If we are interested in the distribution, we can ask for the generating function or ask to browse the OEIS for the corresponding sequence.

In [75]:
findstat(445).generating_functions()
Out[75]:
{2: q^2 + 1,
 3: q^3 + 3*q + 1,
 4: q^4 + 6*q^2 + 4*q + 3,
 5: q^5 + 10*q^3 + 10*q^2 + 15*q + 6,
 6: q^6 + 15*q^4 + 20*q^3 + 45*q^2 + 36*q + 15,
 7: q^7 + 21*q^5 + 35*q^4 + 105*q^3 + 126*q^2 + 105*q + 36}
In [73]:
findstat(445).oeis_search()
Searching the OEIS for "1,0,1  1,3,0,1  3,4,6,0,1  6,15,10,10,0,1  15,36,45,20,15,0,1  36,105,126,105,35,21,0"
Out[73]:
0: A091867: Triangle read by rows: T(n,k) = number of Dyck paths of semilength n having k peaks at odd height.
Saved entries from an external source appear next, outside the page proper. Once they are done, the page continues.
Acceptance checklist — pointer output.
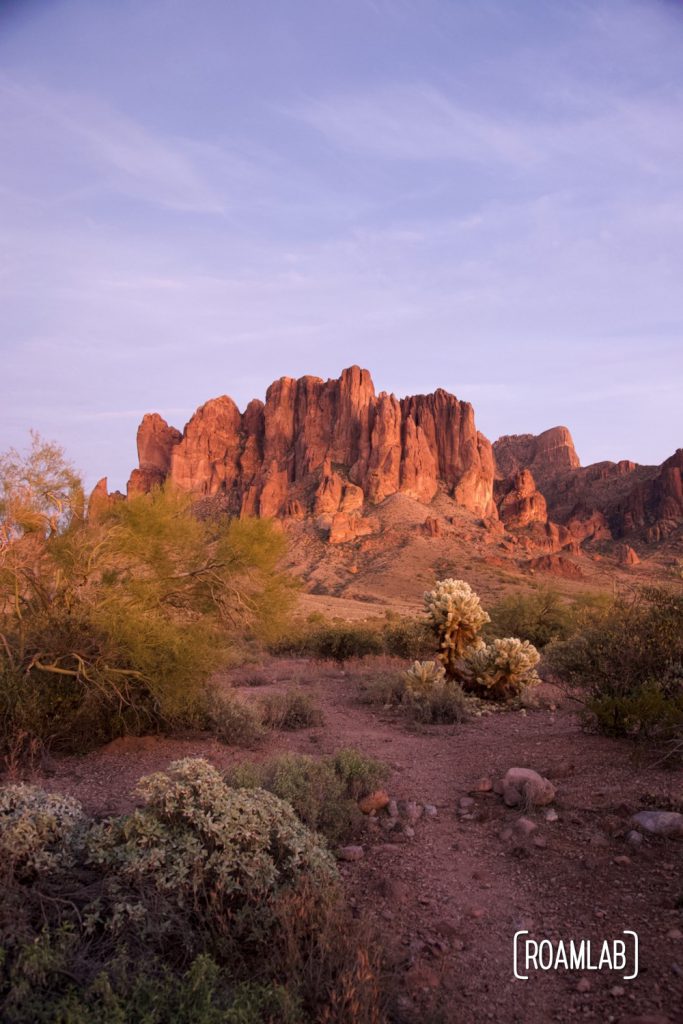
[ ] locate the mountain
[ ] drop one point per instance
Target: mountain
(371, 475)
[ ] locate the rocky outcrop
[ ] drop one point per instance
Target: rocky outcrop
(519, 502)
(547, 455)
(156, 441)
(328, 446)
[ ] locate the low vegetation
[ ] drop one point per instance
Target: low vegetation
(207, 903)
(341, 641)
(543, 615)
(627, 665)
(324, 792)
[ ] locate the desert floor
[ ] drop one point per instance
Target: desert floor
(447, 901)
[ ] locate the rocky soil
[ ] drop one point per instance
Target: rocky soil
(457, 875)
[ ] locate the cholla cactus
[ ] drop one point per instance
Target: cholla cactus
(37, 829)
(457, 616)
(500, 670)
(424, 678)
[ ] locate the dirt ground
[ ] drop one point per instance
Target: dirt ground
(447, 901)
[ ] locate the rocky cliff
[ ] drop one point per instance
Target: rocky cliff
(322, 446)
(333, 452)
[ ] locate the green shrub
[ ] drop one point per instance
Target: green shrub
(629, 663)
(290, 711)
(37, 829)
(235, 722)
(326, 640)
(206, 905)
(323, 792)
(221, 858)
(543, 615)
(359, 773)
(310, 785)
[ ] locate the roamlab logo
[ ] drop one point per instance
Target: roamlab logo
(582, 954)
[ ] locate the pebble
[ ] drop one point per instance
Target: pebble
(524, 826)
(350, 853)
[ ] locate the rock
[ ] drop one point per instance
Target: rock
(547, 455)
(626, 555)
(350, 853)
(421, 978)
(411, 810)
(524, 826)
(375, 802)
(659, 822)
(525, 786)
(519, 502)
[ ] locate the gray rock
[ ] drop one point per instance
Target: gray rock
(350, 853)
(659, 822)
(524, 786)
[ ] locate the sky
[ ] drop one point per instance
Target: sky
(198, 198)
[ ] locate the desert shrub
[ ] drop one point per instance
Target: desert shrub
(290, 711)
(37, 829)
(359, 773)
(408, 638)
(207, 904)
(114, 625)
(222, 859)
(543, 615)
(312, 787)
(325, 640)
(233, 722)
(502, 669)
(430, 696)
(629, 664)
(457, 619)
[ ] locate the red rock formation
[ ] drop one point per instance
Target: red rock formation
(627, 556)
(308, 426)
(547, 455)
(519, 502)
(155, 445)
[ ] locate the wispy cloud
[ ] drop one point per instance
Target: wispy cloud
(415, 122)
(129, 157)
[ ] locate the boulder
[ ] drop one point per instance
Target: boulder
(523, 786)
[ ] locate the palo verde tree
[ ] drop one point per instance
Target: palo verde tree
(115, 625)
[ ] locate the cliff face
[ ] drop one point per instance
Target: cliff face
(337, 437)
(333, 450)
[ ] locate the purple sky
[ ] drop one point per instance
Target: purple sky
(477, 195)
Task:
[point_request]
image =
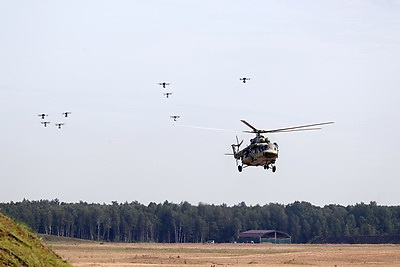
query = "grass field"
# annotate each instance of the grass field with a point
(213, 255)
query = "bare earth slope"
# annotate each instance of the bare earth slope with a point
(19, 247)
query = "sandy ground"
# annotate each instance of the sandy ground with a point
(213, 255)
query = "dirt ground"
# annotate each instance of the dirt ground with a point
(215, 255)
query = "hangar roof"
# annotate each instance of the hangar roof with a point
(263, 234)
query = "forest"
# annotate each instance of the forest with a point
(182, 223)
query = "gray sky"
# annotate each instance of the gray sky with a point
(310, 61)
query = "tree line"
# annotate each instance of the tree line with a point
(182, 223)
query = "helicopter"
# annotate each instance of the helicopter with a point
(261, 151)
(244, 79)
(163, 84)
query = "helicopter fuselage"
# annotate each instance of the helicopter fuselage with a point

We can also ask for reference, or get all of this at one by typing browse().

In [76]:
findstat(445).references()
Out[76]:
0: [1]  Kangro, K., Pourmoradnasseri, M., Theis, D. O., Short note on the number of 1-ascents in dispersed dyck paths [[arXiv:1603.01422]]
In [74]:
findstat(445).browse()  # opens a tab in a browser

Discovering new math with FindStat¶

  • Just like with the OEIS, FindStat serves as a repository for knowledge
  • I use it to know how to compute some maps, to know their properties or to get a list of common maps or statistics
  • Here is an example of a map I recently discovered:

Map00257: Alexandersson--Kebede¶

Pitfalls with using databases¶

  • The databases are not stored on your computer, so you need an internet connection to access them
  • If you are using SageMath on some servers (such as CoCalc), it does not let you access the internet unless you pay.
  • As with everything open (and everything not open as well), there may be errors in the content. However, both the OEIS and FindStat make much fewer mistakes than any mathematician working by hand!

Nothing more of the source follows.